Plus the types of unfortified foods that naturally contain vitamin D are not typically consumed in the modern day diet, and the foods that are artificially fortified contain dairy and gluten which come with their own set of health problems. On top of that, food sources of vitamin D are slim for vegetarians and vegans. Yet vitamin D is essential for optimal health.
Why is Vitamin D Necessary and What are the Benefits?
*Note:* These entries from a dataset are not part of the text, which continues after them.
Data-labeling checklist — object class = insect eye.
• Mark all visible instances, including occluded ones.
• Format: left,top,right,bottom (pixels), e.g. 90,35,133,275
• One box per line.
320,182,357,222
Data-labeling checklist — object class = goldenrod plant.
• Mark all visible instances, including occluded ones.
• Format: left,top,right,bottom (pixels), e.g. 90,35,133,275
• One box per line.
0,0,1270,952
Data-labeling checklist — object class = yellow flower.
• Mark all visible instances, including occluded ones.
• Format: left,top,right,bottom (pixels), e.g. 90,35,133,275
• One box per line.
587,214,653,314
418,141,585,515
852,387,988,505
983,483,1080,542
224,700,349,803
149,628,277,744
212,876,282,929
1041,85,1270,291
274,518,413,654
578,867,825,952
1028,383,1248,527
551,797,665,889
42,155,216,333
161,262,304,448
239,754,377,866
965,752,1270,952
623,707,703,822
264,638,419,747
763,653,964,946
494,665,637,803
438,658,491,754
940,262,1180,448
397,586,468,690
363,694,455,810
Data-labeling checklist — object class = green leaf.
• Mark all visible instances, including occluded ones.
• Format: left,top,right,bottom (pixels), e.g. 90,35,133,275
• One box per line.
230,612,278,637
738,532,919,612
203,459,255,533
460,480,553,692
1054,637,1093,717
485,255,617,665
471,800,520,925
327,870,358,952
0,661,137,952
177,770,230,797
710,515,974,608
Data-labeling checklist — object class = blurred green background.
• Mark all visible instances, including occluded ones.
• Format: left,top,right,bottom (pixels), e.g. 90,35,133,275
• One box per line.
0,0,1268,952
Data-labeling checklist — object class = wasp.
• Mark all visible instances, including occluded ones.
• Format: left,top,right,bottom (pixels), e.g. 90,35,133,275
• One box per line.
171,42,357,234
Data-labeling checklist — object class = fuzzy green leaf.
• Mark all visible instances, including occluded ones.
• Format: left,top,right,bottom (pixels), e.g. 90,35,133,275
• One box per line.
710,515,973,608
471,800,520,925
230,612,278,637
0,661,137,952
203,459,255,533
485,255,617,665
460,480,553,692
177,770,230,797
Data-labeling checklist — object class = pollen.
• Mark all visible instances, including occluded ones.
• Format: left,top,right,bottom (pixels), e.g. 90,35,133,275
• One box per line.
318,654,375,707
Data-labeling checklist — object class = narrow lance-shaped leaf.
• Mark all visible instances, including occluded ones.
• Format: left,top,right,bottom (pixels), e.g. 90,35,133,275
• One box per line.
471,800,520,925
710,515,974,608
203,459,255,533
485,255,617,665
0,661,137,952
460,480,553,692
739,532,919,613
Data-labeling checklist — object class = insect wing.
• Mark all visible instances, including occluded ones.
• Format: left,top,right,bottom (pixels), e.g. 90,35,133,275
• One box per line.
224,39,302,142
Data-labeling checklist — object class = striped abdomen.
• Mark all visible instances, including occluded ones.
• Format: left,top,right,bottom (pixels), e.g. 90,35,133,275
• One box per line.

Vitamin D is a fat-soluble vitamin (more on that in minute) that plays an important role by being converted into a hormone and having an effect on thousands of genes in your body. It acts as a chemical messenger playing an essential role in pretty much everything – from metabolism to immune system to growth and development to mood to making hundreds of disease-preventing enzymes and proteins.
Adequate vitamin D levels in the blood contributes to many important health benefits, including:
Bone health – D helps increase the absorption of calcium (which is why it is included in most calcium supplements) and phosphorus – both minerals important for bone health. Adequate levels of D may limit bone loss, reduce risk of fractures, and even improve recovery from fractures or broken bones.
Muscle Strength – Studies have shown adequate levels of D to help improve muscle growth and strength in adults. It may also reduce frailty and the risk of falls in elderly individuals.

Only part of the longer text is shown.